A shareholder accumulating a company's shares is usually good news; however, this could be an indication of an impending take-over bid or a proxy fight. Be aware of increasingly large ownership positions or the formation of "joint actors" in press releases and early warning report filings announcing the beneficial ownership of, or power to direct and control voting shares of the company that constitute, 10% or more of a class of its outstanding shares. In addition, the historic activity of new shareholders should be researched, with a focus on whether or not they have an activist track record or business plan.

5.  Watch for requests from shareholders

Activist shareholders may make requests of the company that tip their hand, including: (a) transferring share ownership from beneficial to registered, which facilitates meeting requisitions; (b) a request for a shareholder list and/or access to the company's corporate records; and (c) a request for a list of non-objecting beneficial holders.

6.  Monitor voting activity

In the weeks leading up to a shareholders' meeting, monitor the number of proxies returned to the transfer agent and any changes in patterns from prior years. In addition, watch for completed proxies where the beneficial owners have named themselves as their own proxy appointees, and for the nomination of one individual as a proxy appointee for a number of proxies, as that could suggest the presence of an activist group.

7.  Implement available legal protections

Certain structural defenses are likely to help, including: (a) adopting advance notice corporate by-laws that require timely notice to propose nominees for directors; (b) increased shareholder quorum requirements; and (c) adopting a shareholders' rights plan.

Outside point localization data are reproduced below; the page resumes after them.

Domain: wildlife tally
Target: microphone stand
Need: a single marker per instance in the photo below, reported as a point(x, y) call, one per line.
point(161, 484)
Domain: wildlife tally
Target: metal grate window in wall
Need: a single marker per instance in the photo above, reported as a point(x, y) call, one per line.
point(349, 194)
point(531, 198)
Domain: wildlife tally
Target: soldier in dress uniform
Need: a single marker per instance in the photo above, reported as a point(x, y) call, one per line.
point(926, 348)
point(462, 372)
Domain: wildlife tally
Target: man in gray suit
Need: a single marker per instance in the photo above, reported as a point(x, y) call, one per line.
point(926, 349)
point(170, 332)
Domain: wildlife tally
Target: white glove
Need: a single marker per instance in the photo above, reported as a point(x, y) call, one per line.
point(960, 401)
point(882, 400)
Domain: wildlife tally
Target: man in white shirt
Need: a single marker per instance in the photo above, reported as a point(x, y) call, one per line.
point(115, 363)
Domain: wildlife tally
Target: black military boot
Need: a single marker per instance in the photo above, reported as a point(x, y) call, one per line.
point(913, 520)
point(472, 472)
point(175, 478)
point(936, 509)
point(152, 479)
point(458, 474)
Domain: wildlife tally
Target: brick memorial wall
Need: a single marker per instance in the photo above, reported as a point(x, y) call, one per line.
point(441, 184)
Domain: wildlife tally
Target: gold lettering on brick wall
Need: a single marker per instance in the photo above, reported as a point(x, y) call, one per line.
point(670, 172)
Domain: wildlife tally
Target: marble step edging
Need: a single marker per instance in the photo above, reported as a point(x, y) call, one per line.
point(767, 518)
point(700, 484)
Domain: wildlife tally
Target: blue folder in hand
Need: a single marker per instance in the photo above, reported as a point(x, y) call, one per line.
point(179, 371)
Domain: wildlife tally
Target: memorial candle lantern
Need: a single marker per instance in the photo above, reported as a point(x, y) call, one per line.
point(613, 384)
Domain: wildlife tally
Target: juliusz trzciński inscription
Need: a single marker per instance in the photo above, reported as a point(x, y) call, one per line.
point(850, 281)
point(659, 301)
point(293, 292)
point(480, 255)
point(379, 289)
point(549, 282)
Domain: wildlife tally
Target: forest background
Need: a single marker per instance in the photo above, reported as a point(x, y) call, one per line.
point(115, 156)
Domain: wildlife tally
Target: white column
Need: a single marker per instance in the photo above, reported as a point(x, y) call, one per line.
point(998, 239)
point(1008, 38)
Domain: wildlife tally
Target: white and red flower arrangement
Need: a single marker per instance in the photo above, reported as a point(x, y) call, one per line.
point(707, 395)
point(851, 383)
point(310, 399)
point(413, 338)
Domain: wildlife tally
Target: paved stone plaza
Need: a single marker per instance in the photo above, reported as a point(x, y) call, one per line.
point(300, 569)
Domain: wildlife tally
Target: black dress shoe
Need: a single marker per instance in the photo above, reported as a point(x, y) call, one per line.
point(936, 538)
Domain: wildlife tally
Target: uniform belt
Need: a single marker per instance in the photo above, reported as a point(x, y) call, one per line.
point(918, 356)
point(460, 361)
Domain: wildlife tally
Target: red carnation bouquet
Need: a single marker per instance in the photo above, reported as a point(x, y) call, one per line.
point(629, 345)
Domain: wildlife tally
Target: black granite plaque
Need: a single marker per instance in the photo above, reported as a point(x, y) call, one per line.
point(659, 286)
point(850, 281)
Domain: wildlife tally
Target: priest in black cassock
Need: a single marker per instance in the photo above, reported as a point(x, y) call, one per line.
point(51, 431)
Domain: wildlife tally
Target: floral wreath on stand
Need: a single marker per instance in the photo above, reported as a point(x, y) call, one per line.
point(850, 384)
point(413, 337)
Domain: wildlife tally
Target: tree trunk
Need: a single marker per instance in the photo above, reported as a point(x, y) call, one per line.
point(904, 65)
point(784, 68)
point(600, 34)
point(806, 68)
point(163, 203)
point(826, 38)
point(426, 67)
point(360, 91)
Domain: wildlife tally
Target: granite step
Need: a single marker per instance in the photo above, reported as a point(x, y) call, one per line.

8.  Establish a proxy defense team

It is important to either establish a proxy team well in advance of a proxy fight or to have a clear idea as to the make-up of such a team. Team members may include:

  • Key decision makers and internal spokespersons: persons within management and the board of directors who have influence among shareholders to participate in the proxy fight process on behalf of the company. It may also be appropriate to provide communications training to key company spokespersons.
  • Outside counsel: essential because in addition to legal strategic advice being a key to winning, there are many legal issues that are not obvious to those who do not practice in the field.
  • Transfer agents: they are experts in the proxy fight realm and can be of great assistance if they are involved early on.
  • Proxy solicitation agents: their knowledge and strategic advice can also be important in soliciting proxies successfully, particularly with respect to retail investors.
  • Public relations consultants: they are critical partners in waging a successful campaign, particularly in significant fights with large public companies.
  • Government relations advisors: in heavily regulated industries, these are key advisors.
  • Financial advisors: investment bankers or other financial advisors may be helpful if issues arise as to value or the appropriateness of various transactions.

The foregoing provides only an overview and does not constitute legal advice. Readers are cautioned against making any decisions based on this material alone. Rather, specific legal advice should be obtained.